Muci jest bardzo pokorny i cały czas ma świadomość, że musi wpadać mu częściej, bowiem oznacza to, że drużyna radzi sobie dobrze. Od czegoś jednak trzeba zacząć i jego czas jest bardzo pozytywny. Bramka z Malmoe była jego pierwszą w tej edycji europejskich pucharów. Besiktas zajmuje w dużej tabeli 14. miejsce z dwoma zwycięstwami i dwiema porażkami na koncie. W zeszłym sezonie Muci trafiał dla polskiego klubu, ale w Lidze Konferencji. Teraz gra w Lidze Europy.
Były gracz @LegiaWarszawa Ernest Muci trafia do siatki! 🔝
Besiktas prowadzi z Malmo 1️⃣:0️⃣
📺 Polsat Sport 1 📲 Polsat Box Go pic.twitter.com/KCT8KjDZ9s
— Polsat Sport (@polsatsport) November 6, 2024
Muci w Legii
Ernest Muci był w Legii piłkarzem momentów, który pod koniec (jak się okazało) swojej przygody w Warszawie zaczął błyszczeć w europejskich pucharach.
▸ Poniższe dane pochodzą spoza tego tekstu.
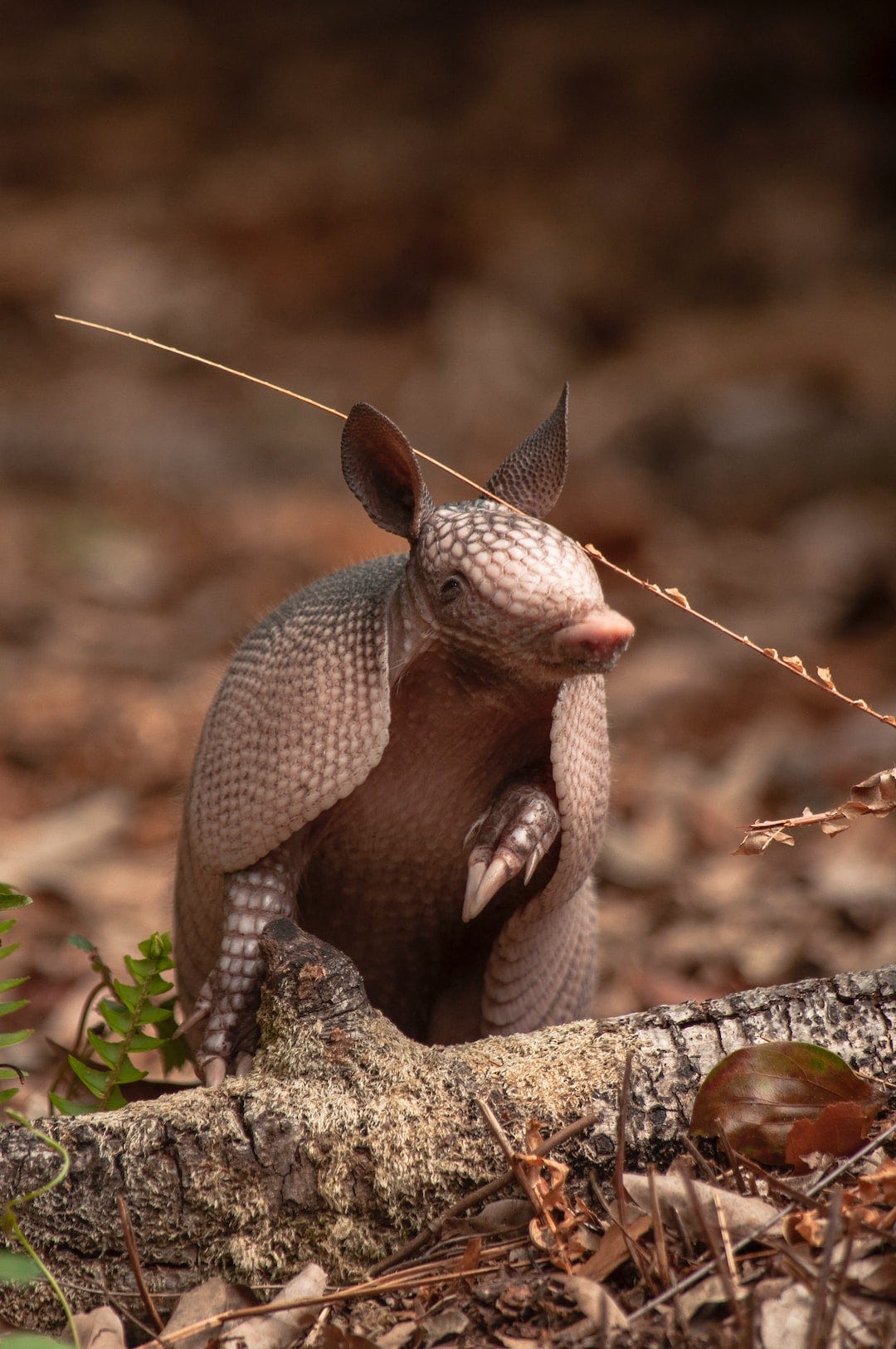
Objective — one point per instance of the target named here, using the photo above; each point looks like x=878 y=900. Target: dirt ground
x=684 y=211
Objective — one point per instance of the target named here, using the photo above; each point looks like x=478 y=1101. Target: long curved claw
x=512 y=836
x=486 y=877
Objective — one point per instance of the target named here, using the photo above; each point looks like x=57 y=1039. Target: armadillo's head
x=514 y=592
x=493 y=584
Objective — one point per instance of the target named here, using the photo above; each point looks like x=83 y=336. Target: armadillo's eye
x=451 y=588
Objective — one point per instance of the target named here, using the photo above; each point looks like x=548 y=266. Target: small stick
x=820 y=1325
x=698 y=1275
x=713 y=1245
x=485 y=1191
x=134 y=1256
x=516 y=1165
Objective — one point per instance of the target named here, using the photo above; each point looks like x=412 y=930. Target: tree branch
x=348 y=1137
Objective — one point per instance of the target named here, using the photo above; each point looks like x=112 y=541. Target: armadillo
x=411 y=757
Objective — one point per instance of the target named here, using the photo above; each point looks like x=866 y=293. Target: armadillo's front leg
x=512 y=836
x=543 y=969
x=230 y=995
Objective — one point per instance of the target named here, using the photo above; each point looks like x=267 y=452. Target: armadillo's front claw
x=512 y=836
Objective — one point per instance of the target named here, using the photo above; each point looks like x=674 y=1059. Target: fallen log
x=347 y=1137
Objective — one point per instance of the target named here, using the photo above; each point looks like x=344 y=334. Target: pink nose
x=599 y=638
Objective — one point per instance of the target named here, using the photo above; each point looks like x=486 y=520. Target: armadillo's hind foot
x=228 y=999
x=512 y=836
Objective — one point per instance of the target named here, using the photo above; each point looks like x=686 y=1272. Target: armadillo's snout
x=597 y=641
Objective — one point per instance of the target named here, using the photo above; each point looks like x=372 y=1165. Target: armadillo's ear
x=381 y=469
x=532 y=475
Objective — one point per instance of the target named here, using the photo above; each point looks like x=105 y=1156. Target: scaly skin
x=411 y=756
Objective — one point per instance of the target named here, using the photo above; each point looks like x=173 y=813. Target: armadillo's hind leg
x=512 y=836
x=230 y=995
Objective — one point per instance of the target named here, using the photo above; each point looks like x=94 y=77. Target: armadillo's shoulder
x=299 y=719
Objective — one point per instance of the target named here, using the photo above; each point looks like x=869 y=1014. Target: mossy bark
x=348 y=1137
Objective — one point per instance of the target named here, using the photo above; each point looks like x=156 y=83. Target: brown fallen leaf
x=278 y=1327
x=837 y=1132
x=757 y=1093
x=207 y=1299
x=100 y=1329
x=596 y=1302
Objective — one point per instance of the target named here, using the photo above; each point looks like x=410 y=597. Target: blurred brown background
x=447 y=211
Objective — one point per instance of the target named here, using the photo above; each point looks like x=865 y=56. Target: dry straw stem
x=822 y=678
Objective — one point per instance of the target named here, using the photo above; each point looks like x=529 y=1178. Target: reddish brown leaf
x=838 y=1131
x=757 y=1093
Po dublecie z Aston Villą u siebie, przyszedł mecz na Villa Park – i tam także Albańczyk zanotował przepiękne trafienie w okienko bramki Emiliano Martineza. W konsekwencji zimą 2024 Muci trafił do Turcji, a latem pojechał na EURO 2024. Pojawiały się nawet takie doniesienia, że tak zaimponował w Birmingham, że klub ten będzie chciał go ściągnąć. Były takie plotki transferowe.
Łazienkowską opuścił z bilansem 114 meczów, 21 bramek i siedmiu asyst w czasie 2021-2024. Przed wiosenną fazą Ligi Konferencji niespodziewanie odszedł do Besiktasu za 10 milionów euro. Dla Legii była to oferta z gatunku „nie do odrzucenia”. Jacek Zieliński nie zadbał jednak jako dyrektor klubu o odpowiednich następców, przez co Legia odpadła z Ligi Konferencji po dwumeczu z Molde.